In Saguenay’s sensitive clay, a 2 kPa suction change at the tunnel face can trigger a progressive failure that propagates 40 meters back from the heading.
Quick answers
What makes Saguenay clay so risky for tunneling?
The clay was deposited in the Laflamme Sea roughly 10,000 years ago and has a flocculated structure that is highly sensitive. When remolded, its strength can drop to less than 1 kPa, turning the soil into a heavy liquid. A small loss of face pressure or uncontrolled vibration can trigger a run-out that travels tens of meters, which is why our design always includes a minimum face support pressure based on undrained strength and a buffer for dynamic effects during cutterhead rotation.
Do you perform seismic analysis for Saguenay tunnels?
Yes, we run site-specific seismic response analyses using deep borehole shear-wave velocity profiles. Because Saguenay lies within a graben structure, the impedance contrast between the soft clay and the crystalline bedrock amplifies ground motion at the tunnel elevation. We evaluate both ovaling (rack) deformation under S-waves and axial strain under P-waves per the FHWA-NHI guidelines, and we often recommend ductile segment connections where the soil profile predicts a site period above 0.8 seconds.
What is the typical cost range for a geotechnical investigation of a soft-ground tunnel alignment in Saguenay?
A complete investigation program—including deep sonic borings, CPT soundings, a full laboratory testing suite, and the production of a 3D ground model—generally falls between CA$5,040 and CA$23,680, depending on the length of the tunnel, the depth to bedrock, and the density of the instrumentation array required for an urban crossing.
How do you determine the undrained shear strength profile in sensitive clay?

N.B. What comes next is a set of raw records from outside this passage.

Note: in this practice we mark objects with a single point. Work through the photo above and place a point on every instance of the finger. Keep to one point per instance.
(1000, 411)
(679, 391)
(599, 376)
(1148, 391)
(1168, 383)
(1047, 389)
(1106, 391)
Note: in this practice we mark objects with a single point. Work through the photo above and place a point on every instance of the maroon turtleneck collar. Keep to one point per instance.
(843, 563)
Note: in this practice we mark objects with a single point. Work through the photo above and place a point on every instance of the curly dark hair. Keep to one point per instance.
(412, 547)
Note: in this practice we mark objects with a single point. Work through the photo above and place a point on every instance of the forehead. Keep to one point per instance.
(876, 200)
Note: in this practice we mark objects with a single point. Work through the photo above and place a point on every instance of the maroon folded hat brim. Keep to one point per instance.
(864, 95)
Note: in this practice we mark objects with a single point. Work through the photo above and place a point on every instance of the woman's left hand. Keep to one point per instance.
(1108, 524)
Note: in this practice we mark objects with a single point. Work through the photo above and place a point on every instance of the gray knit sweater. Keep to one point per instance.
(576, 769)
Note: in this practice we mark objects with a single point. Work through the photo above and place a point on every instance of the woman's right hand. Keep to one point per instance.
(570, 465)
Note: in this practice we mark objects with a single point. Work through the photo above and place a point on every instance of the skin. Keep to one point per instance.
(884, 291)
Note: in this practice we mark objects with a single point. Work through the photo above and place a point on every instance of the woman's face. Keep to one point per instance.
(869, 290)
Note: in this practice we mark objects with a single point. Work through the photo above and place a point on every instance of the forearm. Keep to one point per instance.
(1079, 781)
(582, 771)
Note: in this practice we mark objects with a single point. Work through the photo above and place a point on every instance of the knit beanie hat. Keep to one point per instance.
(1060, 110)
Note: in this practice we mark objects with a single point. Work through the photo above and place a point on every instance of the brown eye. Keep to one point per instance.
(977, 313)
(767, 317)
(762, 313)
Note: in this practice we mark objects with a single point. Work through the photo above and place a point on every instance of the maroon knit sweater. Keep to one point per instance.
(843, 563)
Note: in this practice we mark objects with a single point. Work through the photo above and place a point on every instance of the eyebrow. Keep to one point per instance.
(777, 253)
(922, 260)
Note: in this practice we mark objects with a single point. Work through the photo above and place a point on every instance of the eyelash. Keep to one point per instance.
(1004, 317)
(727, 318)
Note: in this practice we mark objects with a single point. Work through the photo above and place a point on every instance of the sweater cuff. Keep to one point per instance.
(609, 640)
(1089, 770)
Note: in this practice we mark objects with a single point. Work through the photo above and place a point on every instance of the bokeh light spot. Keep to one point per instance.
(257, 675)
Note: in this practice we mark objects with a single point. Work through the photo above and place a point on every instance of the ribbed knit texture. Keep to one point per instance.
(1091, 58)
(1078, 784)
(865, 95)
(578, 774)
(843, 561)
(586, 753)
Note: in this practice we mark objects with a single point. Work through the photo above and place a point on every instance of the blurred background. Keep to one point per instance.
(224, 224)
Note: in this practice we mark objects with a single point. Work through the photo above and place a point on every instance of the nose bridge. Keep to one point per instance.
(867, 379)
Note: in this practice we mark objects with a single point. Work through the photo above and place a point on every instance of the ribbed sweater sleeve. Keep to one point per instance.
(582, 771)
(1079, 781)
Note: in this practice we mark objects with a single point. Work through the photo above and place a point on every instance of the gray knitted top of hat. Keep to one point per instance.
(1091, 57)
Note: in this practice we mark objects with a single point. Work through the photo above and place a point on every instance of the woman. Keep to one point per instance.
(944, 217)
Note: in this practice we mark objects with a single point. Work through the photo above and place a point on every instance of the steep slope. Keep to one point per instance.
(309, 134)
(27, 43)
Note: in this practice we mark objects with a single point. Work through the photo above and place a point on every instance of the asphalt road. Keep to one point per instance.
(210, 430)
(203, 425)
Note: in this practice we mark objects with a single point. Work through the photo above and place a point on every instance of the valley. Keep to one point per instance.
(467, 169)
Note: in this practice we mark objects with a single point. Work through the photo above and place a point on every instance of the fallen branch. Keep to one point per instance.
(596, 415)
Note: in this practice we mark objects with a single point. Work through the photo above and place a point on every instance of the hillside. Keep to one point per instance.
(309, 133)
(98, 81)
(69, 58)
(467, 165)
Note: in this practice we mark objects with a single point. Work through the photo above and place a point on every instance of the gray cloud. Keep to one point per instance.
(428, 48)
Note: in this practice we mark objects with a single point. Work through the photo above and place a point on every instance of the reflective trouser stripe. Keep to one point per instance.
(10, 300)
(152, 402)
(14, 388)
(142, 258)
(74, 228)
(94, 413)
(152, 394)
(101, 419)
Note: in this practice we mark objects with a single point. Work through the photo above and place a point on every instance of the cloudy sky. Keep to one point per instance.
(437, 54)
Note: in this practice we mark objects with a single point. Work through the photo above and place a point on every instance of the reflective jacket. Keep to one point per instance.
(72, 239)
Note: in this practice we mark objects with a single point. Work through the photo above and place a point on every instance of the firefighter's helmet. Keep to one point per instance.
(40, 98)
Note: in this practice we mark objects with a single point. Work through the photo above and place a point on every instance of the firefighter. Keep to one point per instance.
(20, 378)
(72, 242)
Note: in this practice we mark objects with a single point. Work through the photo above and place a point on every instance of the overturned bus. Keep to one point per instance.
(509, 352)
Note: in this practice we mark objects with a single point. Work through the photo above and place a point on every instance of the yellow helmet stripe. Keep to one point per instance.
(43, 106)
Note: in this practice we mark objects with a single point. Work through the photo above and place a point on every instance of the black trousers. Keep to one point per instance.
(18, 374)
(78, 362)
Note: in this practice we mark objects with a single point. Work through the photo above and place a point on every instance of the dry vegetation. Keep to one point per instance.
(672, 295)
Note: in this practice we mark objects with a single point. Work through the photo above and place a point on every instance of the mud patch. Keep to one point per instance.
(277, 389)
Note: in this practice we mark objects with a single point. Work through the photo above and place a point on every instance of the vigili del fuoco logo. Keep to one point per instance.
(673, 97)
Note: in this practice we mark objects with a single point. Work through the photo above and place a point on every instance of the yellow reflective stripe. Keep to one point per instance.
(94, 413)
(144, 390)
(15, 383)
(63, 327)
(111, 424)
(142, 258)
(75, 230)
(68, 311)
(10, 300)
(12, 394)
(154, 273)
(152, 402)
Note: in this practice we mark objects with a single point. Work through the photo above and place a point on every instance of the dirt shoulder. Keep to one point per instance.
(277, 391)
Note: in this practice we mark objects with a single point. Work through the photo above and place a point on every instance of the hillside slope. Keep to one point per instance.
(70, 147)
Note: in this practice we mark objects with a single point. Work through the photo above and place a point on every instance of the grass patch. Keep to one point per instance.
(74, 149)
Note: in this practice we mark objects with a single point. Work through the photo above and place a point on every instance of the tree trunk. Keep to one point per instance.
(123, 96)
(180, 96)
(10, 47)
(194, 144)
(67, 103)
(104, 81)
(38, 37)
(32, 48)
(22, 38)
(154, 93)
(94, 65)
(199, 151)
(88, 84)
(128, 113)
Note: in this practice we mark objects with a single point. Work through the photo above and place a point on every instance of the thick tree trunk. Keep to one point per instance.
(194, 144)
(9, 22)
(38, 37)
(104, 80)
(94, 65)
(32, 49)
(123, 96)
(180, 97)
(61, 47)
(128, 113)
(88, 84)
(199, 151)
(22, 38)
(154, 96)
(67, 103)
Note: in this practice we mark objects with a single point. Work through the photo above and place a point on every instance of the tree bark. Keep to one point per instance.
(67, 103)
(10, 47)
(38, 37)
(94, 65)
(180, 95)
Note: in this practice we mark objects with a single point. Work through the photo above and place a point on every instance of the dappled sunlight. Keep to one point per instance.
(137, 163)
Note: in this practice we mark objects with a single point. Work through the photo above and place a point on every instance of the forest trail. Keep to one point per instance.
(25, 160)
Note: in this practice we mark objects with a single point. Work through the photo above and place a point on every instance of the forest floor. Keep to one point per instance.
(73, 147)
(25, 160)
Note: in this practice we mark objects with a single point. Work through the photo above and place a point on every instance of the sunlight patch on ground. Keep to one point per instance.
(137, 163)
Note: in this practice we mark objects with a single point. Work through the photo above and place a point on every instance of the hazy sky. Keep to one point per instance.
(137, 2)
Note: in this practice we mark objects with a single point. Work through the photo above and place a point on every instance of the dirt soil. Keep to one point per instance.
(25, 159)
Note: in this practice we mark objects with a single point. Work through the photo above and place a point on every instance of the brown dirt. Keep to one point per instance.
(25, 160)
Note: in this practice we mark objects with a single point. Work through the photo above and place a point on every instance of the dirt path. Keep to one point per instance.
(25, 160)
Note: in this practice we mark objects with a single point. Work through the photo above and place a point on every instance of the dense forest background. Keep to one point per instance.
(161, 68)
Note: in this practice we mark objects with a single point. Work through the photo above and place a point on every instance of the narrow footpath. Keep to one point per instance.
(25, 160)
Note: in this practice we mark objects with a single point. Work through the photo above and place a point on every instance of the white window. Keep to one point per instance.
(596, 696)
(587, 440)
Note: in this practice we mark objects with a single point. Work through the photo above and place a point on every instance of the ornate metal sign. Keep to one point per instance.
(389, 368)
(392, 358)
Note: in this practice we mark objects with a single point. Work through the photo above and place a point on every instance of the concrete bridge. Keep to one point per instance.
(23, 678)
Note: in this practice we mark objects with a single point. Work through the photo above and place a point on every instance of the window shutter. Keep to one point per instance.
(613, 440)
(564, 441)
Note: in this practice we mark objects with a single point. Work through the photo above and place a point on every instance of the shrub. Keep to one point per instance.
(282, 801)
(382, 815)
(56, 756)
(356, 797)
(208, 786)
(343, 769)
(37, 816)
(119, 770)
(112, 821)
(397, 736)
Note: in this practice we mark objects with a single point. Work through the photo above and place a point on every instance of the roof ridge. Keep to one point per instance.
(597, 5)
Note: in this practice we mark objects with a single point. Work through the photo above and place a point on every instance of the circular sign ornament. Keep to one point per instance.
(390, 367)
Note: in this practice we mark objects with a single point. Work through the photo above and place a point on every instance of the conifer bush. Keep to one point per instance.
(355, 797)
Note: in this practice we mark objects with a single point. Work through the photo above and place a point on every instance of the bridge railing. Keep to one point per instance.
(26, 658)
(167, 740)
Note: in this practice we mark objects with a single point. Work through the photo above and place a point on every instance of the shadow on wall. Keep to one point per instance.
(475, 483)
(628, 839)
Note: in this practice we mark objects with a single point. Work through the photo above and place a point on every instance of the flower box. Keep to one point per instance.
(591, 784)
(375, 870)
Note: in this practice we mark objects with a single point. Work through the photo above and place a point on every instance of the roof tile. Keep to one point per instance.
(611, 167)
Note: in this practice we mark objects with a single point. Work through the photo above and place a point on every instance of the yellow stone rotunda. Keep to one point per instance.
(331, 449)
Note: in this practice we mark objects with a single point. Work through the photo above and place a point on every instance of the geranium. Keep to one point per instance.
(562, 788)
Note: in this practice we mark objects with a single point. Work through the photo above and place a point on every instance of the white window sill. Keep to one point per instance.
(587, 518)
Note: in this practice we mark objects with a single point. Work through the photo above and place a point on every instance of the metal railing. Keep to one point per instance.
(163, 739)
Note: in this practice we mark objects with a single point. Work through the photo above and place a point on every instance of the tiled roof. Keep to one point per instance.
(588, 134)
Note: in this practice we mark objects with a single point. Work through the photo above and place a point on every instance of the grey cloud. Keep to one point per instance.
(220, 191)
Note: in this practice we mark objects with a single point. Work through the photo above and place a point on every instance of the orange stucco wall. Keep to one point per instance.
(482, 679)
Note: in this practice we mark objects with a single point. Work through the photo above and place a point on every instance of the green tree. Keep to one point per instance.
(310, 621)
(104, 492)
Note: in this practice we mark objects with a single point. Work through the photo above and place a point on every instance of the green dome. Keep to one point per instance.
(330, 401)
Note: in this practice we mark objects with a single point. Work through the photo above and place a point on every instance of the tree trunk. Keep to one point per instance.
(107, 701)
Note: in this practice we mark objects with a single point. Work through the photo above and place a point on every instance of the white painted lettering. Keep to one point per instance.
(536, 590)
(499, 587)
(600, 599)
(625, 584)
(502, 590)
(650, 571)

We combine field vane tests corrected for plasticity index with CPT net cone resistance using a site-specific Nkt factor calibrated against consolidated-undrained triaxial tests on block samples. Block sampling is essential in Saguenay because conventional Shelby tubes can remold the clay and underestimate in-situ strength by up to 25%. The corrected Su profile then feeds directly into the face stability calculations and the settlement trough model.